Conversely, the currencies of major countries have relatively appreciated. The dollar-yen exchange rate, which was 112.10 on the 20th of last month when the U.S. weak dollar trend began, dropped to 104.54 the day before. This represents an approximate 6.74% appreciation of the yen. The Swiss franc appreciated by 4.63%, and the offshore Chinese yuan also rose by 1.10%. The won-dollar exchange rate increased after COVID-19 spread in January but fell by nearly 15 won (won appreciation) from the 1200 won level to around 1185 won following the U.S. rate cut.


The Global Currency War Triggered by COVID-19 Begins View original image


◆ Competitive Monetary Easing Among Major Countries Amid Possibility of U.S. Zero Interest Rate = On the 11th (local time), the Bank of England (BoE) surprised markets by cutting its benchmark interest rate by 0.50 percentage points. The countercyclical capital buffer, which is held by central banks as a reserve, was also lowered from 1% to 0%. The significant rate cut by the UK appears to be aimed at aligning with the U.S. and Canada. Earlier, the Bank of Canada (BOC) followed the Fed’s rate cut the next day by lowering its benchmark rate by 0.5 percentage points to 1.25%.


The European Central Bank (ECB), which held a monetary policy meeting on the 12th, is also expected to slightly lower its current deposit rate of -0.5% and announce measures to support small and medium-sized enterprises. The Fed expanded its repurchase agreement (RP) transaction limit from $100 billion to $150 billion, and then from $150 billion to $175 billion. The New York Federal Reserve explained that this was a measure to ensure banks maintain sufficient reserves and to ease pressure on financial markets. However, this also fueled the competition for liquidity easing.

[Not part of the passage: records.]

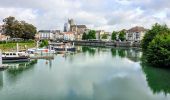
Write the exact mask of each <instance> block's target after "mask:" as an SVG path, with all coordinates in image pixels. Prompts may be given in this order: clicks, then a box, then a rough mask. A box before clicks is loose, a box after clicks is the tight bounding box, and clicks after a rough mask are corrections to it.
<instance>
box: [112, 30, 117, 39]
mask: <svg viewBox="0 0 170 100" xmlns="http://www.w3.org/2000/svg"><path fill="white" fill-rule="evenodd" d="M116 35H117V32H115V31H113V32H112V40H116Z"/></svg>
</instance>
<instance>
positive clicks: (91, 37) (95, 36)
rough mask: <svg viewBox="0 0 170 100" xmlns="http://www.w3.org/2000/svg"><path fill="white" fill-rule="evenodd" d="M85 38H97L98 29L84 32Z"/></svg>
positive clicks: (89, 38) (90, 30)
mask: <svg viewBox="0 0 170 100" xmlns="http://www.w3.org/2000/svg"><path fill="white" fill-rule="evenodd" d="M82 39H83V40H87V39H96V31H95V30H90V31H89V32H88V33H87V34H86V33H84V34H83V36H82Z"/></svg>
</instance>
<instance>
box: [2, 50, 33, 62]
mask: <svg viewBox="0 0 170 100" xmlns="http://www.w3.org/2000/svg"><path fill="white" fill-rule="evenodd" d="M27 61H30V58H29V55H28V53H25V52H4V53H2V62H3V63H7V62H27Z"/></svg>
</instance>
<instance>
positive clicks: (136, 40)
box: [126, 26, 146, 42]
mask: <svg viewBox="0 0 170 100" xmlns="http://www.w3.org/2000/svg"><path fill="white" fill-rule="evenodd" d="M145 33H146V29H145V28H143V27H138V26H136V27H133V28H131V29H129V30H128V31H127V32H126V40H127V41H132V42H134V41H137V42H140V41H141V40H142V39H143V37H144V35H145Z"/></svg>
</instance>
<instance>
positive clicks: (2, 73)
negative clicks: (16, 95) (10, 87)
mask: <svg viewBox="0 0 170 100" xmlns="http://www.w3.org/2000/svg"><path fill="white" fill-rule="evenodd" d="M2 87H3V72H1V71H0V89H1V88H2Z"/></svg>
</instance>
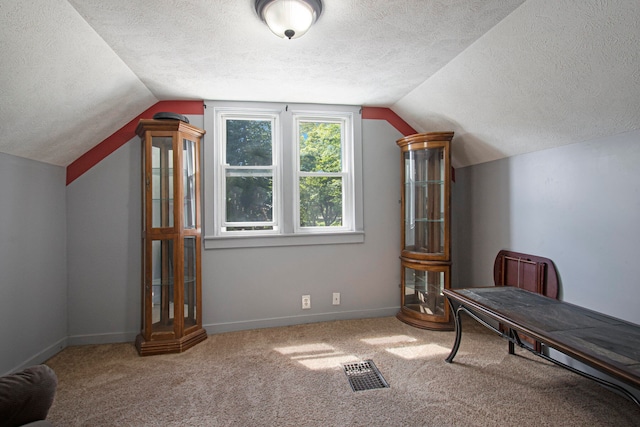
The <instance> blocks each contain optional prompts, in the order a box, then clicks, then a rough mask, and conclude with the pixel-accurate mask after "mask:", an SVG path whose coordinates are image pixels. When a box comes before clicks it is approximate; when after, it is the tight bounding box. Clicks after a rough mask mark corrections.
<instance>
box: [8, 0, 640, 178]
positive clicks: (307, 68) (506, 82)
mask: <svg viewBox="0 0 640 427" xmlns="http://www.w3.org/2000/svg"><path fill="white" fill-rule="evenodd" d="M253 3H254V0H233V1H231V0H136V1H131V0H108V1H105V0H46V1H44V0H2V2H1V3H0V55H1V58H2V59H1V60H0V61H1V62H0V67H1V69H0V75H1V80H0V95H1V96H0V99H1V100H2V102H0V130H1V131H0V152H4V153H9V154H13V155H16V156H21V157H26V158H31V159H34V160H38V161H42V162H46V163H51V164H54V165H60V166H67V165H69V164H70V163H71V162H73V161H74V160H76V159H77V158H78V157H80V156H81V155H82V154H84V153H85V152H87V151H88V150H89V149H91V148H92V147H94V146H95V145H97V144H99V143H100V142H101V141H103V140H104V139H105V138H107V137H108V136H110V135H111V134H112V133H114V132H115V131H117V130H118V129H119V128H120V127H122V126H123V125H124V124H126V123H127V122H129V121H130V120H132V119H133V118H134V117H136V116H137V115H138V114H140V113H141V112H142V111H144V110H145V109H147V108H148V107H150V106H151V105H153V104H155V103H156V102H158V101H161V100H194V99H196V100H206V99H216V100H247V101H285V102H304V103H331V104H353V105H364V106H378V107H388V108H390V109H392V110H393V111H394V112H396V113H397V114H398V115H399V116H400V117H402V118H403V119H404V120H406V121H407V122H408V123H409V124H410V125H412V126H413V127H414V128H415V129H417V130H418V131H420V132H426V131H441V130H453V131H455V132H456V137H455V138H454V145H453V147H454V149H453V158H454V165H455V166H458V167H460V166H467V165H472V164H477V163H482V162H486V161H490V160H494V159H499V158H502V157H507V156H513V155H517V154H521V153H526V152H530V151H535V150H541V149H545V148H550V147H554V146H559V145H563V144H569V143H574V142H580V141H585V140H589V139H592V138H597V137H602V136H607V135H614V134H618V133H623V132H628V131H632V130H636V129H639V128H640V49H638V46H640V2H638V1H636V0H526V1H525V0H446V1H445V0H367V1H362V0H323V5H324V9H323V13H322V15H321V16H320V19H319V20H318V22H317V23H316V24H315V25H314V26H313V27H312V28H311V30H309V32H308V33H307V34H306V35H304V36H303V37H301V38H299V39H296V40H284V39H279V38H277V37H276V36H274V35H273V34H271V32H270V31H269V30H268V28H267V27H266V25H264V24H263V23H262V22H261V21H260V19H259V18H258V16H257V15H256V12H255V9H254V6H253Z"/></svg>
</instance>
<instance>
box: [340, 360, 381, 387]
mask: <svg viewBox="0 0 640 427" xmlns="http://www.w3.org/2000/svg"><path fill="white" fill-rule="evenodd" d="M344 373H345V374H346V375H347V378H348V379H349V384H350V385H351V389H352V390H353V391H362V390H373V389H376V388H387V387H389V384H388V383H387V381H385V379H384V378H383V377H382V374H381V373H380V371H379V370H378V368H377V367H376V365H375V363H373V361H372V360H365V361H362V362H356V363H347V364H346V365H344Z"/></svg>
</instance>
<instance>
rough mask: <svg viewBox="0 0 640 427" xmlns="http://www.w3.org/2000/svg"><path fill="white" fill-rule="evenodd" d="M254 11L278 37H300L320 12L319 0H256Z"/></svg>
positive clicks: (315, 18) (260, 18) (315, 19)
mask: <svg viewBox="0 0 640 427" xmlns="http://www.w3.org/2000/svg"><path fill="white" fill-rule="evenodd" d="M256 12H258V16H259V17H260V19H262V20H263V21H264V22H265V23H266V24H267V25H268V26H269V29H270V30H271V32H273V34H275V35H276V36H278V37H282V38H285V37H287V38H289V39H297V38H298V37H301V36H302V35H303V34H304V33H306V32H307V30H308V29H309V28H310V27H311V25H312V24H313V23H314V22H316V20H317V19H318V17H319V16H320V14H321V13H322V1H321V0H256Z"/></svg>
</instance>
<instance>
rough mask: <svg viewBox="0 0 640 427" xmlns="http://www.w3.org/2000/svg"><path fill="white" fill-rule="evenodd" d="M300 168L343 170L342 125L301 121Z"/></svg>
mask: <svg viewBox="0 0 640 427" xmlns="http://www.w3.org/2000/svg"><path fill="white" fill-rule="evenodd" d="M298 129H299V131H300V135H299V138H300V139H299V140H300V170H301V171H302V172H342V125H341V124H340V123H323V122H303V121H301V122H300V126H299V128H298Z"/></svg>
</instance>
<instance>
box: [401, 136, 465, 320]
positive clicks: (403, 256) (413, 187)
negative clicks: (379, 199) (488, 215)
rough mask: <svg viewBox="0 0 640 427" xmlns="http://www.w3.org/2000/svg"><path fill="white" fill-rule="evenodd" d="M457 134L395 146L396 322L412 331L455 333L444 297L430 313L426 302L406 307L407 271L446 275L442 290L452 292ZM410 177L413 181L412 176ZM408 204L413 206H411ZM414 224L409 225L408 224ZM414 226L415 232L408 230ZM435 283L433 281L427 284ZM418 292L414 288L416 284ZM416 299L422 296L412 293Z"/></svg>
mask: <svg viewBox="0 0 640 427" xmlns="http://www.w3.org/2000/svg"><path fill="white" fill-rule="evenodd" d="M452 139H453V132H429V133H422V134H415V135H409V136H407V137H404V138H401V139H399V140H398V141H396V143H397V145H398V147H400V149H401V156H400V162H401V163H400V167H401V171H402V174H401V175H402V179H401V199H400V204H401V221H400V227H401V239H402V243H401V251H400V258H401V260H402V263H401V264H402V275H401V283H400V288H401V304H400V311H399V312H398V315H397V317H398V319H400V320H402V321H403V322H405V323H408V324H410V325H412V326H416V327H420V328H424V329H435V330H452V329H453V321H452V320H453V319H452V316H451V313H450V312H449V307H448V305H447V303H446V300H445V298H444V295H442V294H441V292H439V293H438V295H436V296H434V295H429V298H433V297H437V299H438V307H437V310H435V311H434V312H431V310H429V307H428V305H427V303H426V302H425V301H422V302H421V303H418V304H414V302H413V301H410V302H408V301H407V295H409V294H407V292H410V293H411V292H412V289H407V286H406V285H407V278H406V277H405V271H406V270H405V269H406V268H411V269H414V270H416V271H418V272H424V273H425V275H426V276H427V277H428V276H429V275H430V274H440V273H444V283H442V286H443V288H444V289H449V288H450V287H451V182H452V172H451V141H452ZM409 174H411V175H410V176H408V175H409ZM407 199H410V200H407ZM408 219H410V221H409V220H408ZM408 223H410V225H411V228H407V227H408ZM412 230H413V231H412ZM426 282H431V279H426ZM414 286H415V284H414ZM414 290H415V292H416V294H418V293H419V291H418V290H416V289H414Z"/></svg>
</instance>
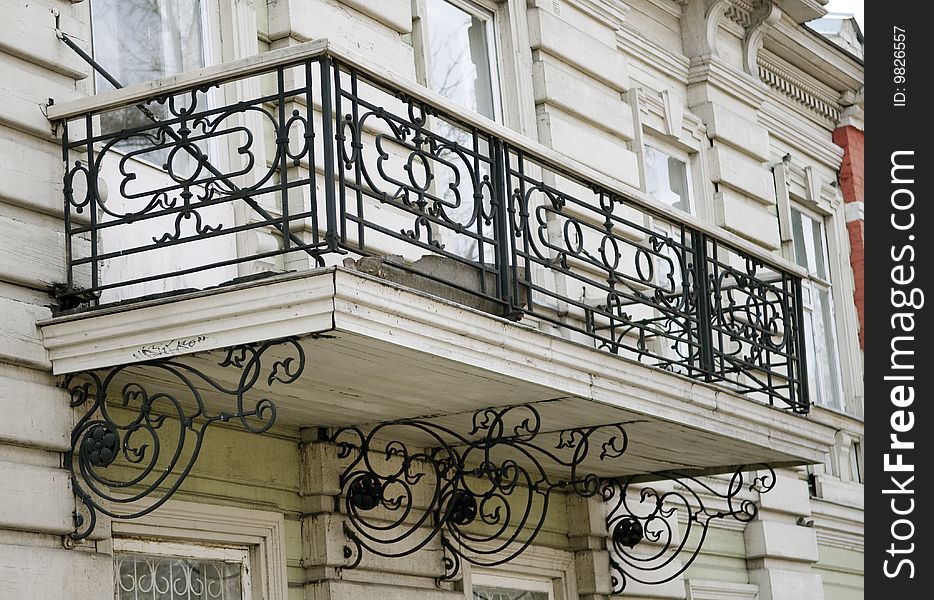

At first glance, it appears that the world is coordinating through interest rate cuts. The problem is that the U.S. has much more room to cut rates down to zero compared to other countries. The ECB and the Bank of Japan (BOJ) already have benchmark rates at 0% and negative (-0.10%), respectively. Ultimately, with major central banks’ rates at the floor, they are forced to seek other means to maintain the effectiveness of monetary policy. The BOJ’s purchase of exchange-traded funds (ETFs) is a representative example. Since the recession has already progressed, advanced countries also find it difficult to aggressively conduct asset purchases.


◆ China May Join... Emerging Markets Like South Korea Could Be Hit = The trade war with China, which had quieted due to COVID-19, could resurface. The People’s Bank of China is likely to implement liquidity supply measures as early as this week. The expected cut in the reserve requirement ratio for banks is between 50 and 100 basis points. This would inject between 300 billion and 700 billion yuan of liquidity into the market.


If a currency war scenario unfolds, South Korea and other emerging markets are expected to be affected. Theoretically, a stronger won would be disadvantageous for exports. Additionally, increased exchange rate volatility and market instability are concerns. Professor Kim So-young of Seoul National University’s Department of Economics stated, "If liquidity increases and the speed of capital inflows and outflows accelerates due to a currency war, South Korea’s financial market, which heavily depends on foreign investors, could be hit."


For this reason, there are calls for South Korea to establish a global cooperation framework in advance through currency swap agreements with the U.S. and others before a crisis hits. The sequence could be: competitive currency depreciation → instability in emerging market financial markets → renewed instability in advanced countries. The Wall Street Journal (WSJ), in an editorial titled "Fed’s Market Stabilization Measures" on the 10th, stated that the Fed needs to establish currency swap agreements with South Korea, China, Taiwan, Hong Kong, and Australia. Currency swaps are agreements that allow countries to deposit their own currency with each other and receive the other’s currency or dollars in times of emergency such as foreign exchange crises.





This content was produced with the assistance of AI translation services.